Healey set a cap of 7,500 families in the state’s shelter system in 2023, and hundreds of families are now on waiting lists above that cap. The state recently upped the ante, limiting shelter stays to nine months. On Monday, a new rule went into effect banning migrants from staying overnight at Logan Airport.

Ahmed was jailed after his arrest on June 24 on two counts of theft and two counts of burglary, court records show. He was released on June 25 after an arraignment and has another court date in August.

State police did not immediately respond to questions about the arrest, including the use of a helicopter and whether officers had asked social service organizations about Ahmed before the June pursuit.

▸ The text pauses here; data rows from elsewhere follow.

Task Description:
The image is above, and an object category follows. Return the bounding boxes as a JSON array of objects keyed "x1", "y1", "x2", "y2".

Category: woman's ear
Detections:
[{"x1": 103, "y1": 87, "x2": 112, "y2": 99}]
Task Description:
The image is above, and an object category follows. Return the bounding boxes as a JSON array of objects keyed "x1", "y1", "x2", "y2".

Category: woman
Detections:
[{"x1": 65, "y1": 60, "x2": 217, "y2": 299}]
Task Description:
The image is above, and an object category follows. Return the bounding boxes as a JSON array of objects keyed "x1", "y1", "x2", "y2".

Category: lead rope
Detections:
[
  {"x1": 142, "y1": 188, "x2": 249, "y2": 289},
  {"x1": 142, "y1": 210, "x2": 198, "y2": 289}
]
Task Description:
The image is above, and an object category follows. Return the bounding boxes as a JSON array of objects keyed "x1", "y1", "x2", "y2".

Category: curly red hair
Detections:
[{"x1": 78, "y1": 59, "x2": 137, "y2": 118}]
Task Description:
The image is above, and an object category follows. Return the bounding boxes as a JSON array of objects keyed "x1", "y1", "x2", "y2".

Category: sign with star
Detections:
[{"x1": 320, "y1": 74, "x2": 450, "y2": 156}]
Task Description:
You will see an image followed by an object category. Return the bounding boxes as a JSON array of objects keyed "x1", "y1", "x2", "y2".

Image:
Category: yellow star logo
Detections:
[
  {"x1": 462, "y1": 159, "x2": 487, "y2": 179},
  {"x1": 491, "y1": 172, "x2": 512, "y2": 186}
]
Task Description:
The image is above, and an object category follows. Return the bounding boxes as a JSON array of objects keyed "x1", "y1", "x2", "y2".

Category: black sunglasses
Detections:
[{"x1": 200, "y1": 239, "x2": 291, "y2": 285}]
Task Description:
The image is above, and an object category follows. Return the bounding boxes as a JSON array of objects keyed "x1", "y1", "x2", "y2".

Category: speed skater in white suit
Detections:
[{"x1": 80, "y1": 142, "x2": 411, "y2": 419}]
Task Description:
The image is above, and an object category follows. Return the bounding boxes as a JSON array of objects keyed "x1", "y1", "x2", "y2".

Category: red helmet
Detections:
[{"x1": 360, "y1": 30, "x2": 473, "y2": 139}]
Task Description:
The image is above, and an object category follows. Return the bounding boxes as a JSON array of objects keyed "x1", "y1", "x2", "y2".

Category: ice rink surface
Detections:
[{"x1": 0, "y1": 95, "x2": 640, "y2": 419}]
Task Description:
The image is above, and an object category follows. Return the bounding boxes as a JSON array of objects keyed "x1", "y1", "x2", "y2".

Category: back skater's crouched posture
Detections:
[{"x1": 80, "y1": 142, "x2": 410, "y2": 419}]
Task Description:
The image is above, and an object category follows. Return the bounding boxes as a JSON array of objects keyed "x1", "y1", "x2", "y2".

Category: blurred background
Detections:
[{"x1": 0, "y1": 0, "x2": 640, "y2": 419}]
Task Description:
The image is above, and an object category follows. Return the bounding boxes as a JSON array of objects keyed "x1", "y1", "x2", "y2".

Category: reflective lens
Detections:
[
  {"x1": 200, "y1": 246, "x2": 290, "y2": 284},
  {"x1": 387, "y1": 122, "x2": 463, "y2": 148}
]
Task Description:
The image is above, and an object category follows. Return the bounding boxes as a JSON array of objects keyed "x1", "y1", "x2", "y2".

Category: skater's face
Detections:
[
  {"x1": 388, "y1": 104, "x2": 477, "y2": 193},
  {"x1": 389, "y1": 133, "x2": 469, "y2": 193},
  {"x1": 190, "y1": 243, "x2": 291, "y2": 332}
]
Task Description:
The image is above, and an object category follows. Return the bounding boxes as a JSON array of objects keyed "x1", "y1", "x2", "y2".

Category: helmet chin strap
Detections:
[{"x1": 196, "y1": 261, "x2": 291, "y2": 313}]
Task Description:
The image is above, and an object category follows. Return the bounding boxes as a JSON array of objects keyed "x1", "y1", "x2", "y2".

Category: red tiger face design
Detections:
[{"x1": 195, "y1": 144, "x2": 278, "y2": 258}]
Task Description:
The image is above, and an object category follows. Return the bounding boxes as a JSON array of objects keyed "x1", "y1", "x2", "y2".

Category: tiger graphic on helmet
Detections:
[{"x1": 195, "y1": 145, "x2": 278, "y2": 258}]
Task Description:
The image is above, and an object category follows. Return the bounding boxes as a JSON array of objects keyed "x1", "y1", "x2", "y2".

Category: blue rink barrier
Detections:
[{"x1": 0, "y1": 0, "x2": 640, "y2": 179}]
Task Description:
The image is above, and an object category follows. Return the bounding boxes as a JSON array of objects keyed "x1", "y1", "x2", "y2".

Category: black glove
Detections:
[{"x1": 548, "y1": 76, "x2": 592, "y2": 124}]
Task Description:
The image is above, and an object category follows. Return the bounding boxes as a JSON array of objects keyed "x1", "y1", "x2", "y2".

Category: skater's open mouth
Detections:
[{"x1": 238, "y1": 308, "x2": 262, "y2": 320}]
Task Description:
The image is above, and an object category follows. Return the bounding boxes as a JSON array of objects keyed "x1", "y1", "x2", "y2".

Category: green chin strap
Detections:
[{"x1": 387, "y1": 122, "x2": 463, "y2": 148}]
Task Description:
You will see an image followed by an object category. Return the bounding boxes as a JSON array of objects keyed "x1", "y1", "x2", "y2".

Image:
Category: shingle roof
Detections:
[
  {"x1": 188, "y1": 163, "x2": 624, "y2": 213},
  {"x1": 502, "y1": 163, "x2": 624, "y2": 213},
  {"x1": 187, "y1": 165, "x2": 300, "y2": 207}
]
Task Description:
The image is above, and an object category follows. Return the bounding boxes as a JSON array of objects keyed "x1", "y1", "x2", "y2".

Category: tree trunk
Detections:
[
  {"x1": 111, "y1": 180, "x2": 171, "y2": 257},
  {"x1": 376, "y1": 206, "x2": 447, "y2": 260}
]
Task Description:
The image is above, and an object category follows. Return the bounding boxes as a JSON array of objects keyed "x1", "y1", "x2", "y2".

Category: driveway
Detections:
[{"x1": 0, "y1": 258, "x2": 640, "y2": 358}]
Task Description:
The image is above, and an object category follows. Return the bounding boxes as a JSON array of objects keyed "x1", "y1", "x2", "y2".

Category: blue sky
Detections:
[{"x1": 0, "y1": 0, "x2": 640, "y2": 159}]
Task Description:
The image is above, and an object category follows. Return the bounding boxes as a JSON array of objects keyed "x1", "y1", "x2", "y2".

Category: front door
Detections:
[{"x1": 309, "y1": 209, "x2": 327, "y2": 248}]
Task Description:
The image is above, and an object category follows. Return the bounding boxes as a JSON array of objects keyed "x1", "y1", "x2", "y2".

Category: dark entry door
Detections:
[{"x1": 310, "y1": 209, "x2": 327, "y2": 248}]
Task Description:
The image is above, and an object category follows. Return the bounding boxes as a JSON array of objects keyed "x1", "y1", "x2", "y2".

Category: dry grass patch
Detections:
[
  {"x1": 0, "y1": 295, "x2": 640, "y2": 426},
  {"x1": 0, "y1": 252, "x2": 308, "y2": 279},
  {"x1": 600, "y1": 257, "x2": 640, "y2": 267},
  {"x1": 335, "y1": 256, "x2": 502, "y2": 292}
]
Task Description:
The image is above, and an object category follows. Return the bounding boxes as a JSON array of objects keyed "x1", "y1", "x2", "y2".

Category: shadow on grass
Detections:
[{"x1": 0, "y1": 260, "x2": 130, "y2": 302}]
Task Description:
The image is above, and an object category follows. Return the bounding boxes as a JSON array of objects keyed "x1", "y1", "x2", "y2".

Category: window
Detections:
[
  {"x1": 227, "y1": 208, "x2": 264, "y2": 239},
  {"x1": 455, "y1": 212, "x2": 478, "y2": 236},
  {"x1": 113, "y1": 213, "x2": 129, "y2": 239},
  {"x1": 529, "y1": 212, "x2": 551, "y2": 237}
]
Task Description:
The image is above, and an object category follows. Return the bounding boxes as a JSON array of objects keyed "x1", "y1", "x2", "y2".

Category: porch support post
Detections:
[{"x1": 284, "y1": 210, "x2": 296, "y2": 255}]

However, police appear to have known him before the arrest: His full name is on the June 7 arrest warrant that officers at Holden Barracks requested.

“We have a wide range of capabilities that can assist officers in making arrests in a variety of situations,” a state police spokesman said by email when asked about the chase.

Family, friends and social workers had tried to help Ahmed until his arrest – and according to people who know him, they have not done so since then.

On Monday afternoon, Ahmed’s usual campsite in Green Hill Park appeared to be deserted — now all that was visible was a crumpled blanket draped over a bush, along with food wrappers, tuna cans and moldy orange peels. After the arrest, it’s unclear whether he went home to his mother, went to a homeless shelter or fled to a campsite deeper in the woods somewhere in Worcester.